Hibernian and Aberdeen have both sacked their respective managers in Jack Ross and Stephen Glass due to poor form, and are now both in a period of transition, developing new styles under Shaun Maloney and Jim Goodwin
Motherwell were looking strong heading into the new year, but following the departure of Tony Watt, the goals have unsurprisingly dried up. Inversely, Dundee United ended 2021 in wretched form, but have strung together some solid results and remain fifth in the league.
There are five points between fourth placed Hibs and 10th placed Ross County and that’s partly where some Hearts fans’ frustrations come from. It seemed like they were in a position where just a couple more wins would have been enough to make third place a certainty.
Saturday’s victory over St. Mirren was crucial – it ended a run of one league win in six games, and with Hibs, Dundee United and Motherwell all failing to pick up three points, it certainly eases the pressure on Hearts… for now.
Having said that, the Hearts fans are extremely demanding and if complacency does set in, you can be sure they’ll let the players know about it.

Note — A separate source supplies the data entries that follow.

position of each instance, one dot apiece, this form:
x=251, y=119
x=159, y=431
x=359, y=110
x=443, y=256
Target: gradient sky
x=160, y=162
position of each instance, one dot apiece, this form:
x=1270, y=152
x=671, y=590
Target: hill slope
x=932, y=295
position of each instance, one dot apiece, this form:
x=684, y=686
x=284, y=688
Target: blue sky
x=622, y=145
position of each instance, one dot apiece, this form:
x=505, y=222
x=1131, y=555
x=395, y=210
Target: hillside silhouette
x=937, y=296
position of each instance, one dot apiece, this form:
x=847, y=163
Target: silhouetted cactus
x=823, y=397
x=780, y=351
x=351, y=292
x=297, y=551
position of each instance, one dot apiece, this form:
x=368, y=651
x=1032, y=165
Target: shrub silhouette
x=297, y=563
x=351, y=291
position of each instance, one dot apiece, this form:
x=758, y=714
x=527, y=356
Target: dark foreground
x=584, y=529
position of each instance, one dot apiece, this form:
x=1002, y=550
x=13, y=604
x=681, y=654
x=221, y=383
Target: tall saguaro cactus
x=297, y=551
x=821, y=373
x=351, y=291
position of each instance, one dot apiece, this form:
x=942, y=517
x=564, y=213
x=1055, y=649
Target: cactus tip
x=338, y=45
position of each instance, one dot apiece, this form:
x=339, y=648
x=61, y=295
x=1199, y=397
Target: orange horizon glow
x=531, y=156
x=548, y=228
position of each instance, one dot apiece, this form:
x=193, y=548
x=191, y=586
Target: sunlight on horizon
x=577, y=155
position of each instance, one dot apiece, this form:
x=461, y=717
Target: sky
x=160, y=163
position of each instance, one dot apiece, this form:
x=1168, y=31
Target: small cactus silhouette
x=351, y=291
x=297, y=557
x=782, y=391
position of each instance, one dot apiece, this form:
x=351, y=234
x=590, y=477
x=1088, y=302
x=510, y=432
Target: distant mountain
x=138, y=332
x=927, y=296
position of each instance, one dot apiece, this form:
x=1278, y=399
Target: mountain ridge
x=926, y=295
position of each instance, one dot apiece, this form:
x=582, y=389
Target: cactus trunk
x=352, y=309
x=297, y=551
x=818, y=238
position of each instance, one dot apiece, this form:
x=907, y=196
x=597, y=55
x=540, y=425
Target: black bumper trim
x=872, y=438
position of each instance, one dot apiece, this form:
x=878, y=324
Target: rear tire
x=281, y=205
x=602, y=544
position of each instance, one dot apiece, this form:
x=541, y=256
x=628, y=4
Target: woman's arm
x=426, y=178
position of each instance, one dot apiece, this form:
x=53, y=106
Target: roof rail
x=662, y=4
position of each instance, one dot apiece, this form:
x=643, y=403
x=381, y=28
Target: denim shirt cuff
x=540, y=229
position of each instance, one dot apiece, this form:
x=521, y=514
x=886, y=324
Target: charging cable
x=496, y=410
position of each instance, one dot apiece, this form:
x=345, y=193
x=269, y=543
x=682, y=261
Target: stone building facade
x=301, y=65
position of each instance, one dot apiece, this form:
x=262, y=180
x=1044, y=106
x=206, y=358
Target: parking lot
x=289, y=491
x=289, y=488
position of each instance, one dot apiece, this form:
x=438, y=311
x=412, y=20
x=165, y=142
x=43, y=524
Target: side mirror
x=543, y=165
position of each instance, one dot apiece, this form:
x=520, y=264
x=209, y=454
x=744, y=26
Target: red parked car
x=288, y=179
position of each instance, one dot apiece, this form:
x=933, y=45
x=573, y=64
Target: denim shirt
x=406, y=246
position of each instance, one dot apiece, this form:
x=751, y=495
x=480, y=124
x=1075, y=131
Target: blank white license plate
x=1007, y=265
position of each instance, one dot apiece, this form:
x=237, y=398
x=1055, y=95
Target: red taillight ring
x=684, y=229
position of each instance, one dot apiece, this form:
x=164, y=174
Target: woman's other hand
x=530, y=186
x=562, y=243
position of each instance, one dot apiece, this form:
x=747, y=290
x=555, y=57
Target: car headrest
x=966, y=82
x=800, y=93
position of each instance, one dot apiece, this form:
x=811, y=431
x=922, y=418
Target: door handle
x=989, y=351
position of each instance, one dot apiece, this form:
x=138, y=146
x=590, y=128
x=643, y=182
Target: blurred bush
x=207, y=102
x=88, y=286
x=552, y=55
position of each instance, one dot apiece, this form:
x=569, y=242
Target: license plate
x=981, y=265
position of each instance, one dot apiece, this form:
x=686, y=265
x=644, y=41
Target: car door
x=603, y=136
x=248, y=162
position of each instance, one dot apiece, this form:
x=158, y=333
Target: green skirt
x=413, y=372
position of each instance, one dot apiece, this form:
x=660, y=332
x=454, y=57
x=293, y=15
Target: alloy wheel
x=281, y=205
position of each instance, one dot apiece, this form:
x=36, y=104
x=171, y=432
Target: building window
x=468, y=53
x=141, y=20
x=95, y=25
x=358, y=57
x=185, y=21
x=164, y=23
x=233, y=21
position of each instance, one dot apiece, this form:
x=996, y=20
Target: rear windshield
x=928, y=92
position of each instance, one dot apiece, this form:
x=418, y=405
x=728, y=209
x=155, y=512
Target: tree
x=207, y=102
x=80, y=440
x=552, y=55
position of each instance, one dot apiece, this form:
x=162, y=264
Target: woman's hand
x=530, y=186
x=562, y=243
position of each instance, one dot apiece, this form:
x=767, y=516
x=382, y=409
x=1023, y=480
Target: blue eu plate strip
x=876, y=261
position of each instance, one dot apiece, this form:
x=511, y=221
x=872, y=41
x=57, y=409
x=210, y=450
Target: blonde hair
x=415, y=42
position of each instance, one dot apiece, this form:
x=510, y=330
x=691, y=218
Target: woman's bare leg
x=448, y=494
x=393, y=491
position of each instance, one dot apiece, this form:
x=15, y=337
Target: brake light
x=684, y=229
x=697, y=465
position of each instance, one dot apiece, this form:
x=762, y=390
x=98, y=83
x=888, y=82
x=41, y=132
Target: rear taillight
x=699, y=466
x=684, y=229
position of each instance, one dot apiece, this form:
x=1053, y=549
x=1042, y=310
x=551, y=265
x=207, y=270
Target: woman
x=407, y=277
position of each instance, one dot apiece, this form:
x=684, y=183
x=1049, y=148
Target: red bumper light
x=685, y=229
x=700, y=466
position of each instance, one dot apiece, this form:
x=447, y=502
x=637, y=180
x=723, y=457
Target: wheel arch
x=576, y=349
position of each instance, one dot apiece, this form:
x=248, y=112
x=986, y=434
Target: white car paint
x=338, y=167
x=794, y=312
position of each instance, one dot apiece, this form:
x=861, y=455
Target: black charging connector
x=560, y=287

Now it’s time to move on to everybody’s favourite manager. To say Robbie Neilson has his critics at Hearts would be the understatement of the century, but why?
Neilson made over 250 competitive appearances for Hearts during 13 years at Tynecastle before returning as manager in 2014, tasked again with leading Hearts to Championship glory.
Osman Sow’s dramatic winner at Ibrox saw Neilson’s managerial tenure begin with a win. After which, Hearts fans chanted “Robbie, give us a wave!” as he was in the middle of his post-match interview at pitch side.
That seems like something that just wouldn’t happen now, especially considering as soon as a bad result comes along, regardless of the circumstances, the fans are down on Neilson’s head like a tonne of bricks.
So, why do some Hearts fans find it so hard to take to Neilson? Many blame him for Hibs going on to lift the Scottish Cup in 2016 after coming from two goals behind at Tynecastle to force a replay at Easter Road, that they would go on to win.
Others look at his record in ‘big games’ overall, whereas perhaps the majority feel he should’ve been sacked following defeats to Alloa and Brora Rangers in both the League and Scottish Cup last season. And who could forget the European defeat to Maltese minnows Birkirkara at Tynecastle…
That’s all in the past now though and if Neilson can steer Hearts to a third place finish on their Premiership return (especially considering the financial reward for finishing third this season) and throw in another potential trip to Hampden, that can and should only be classed as a successful season for both Neilson and Hearts.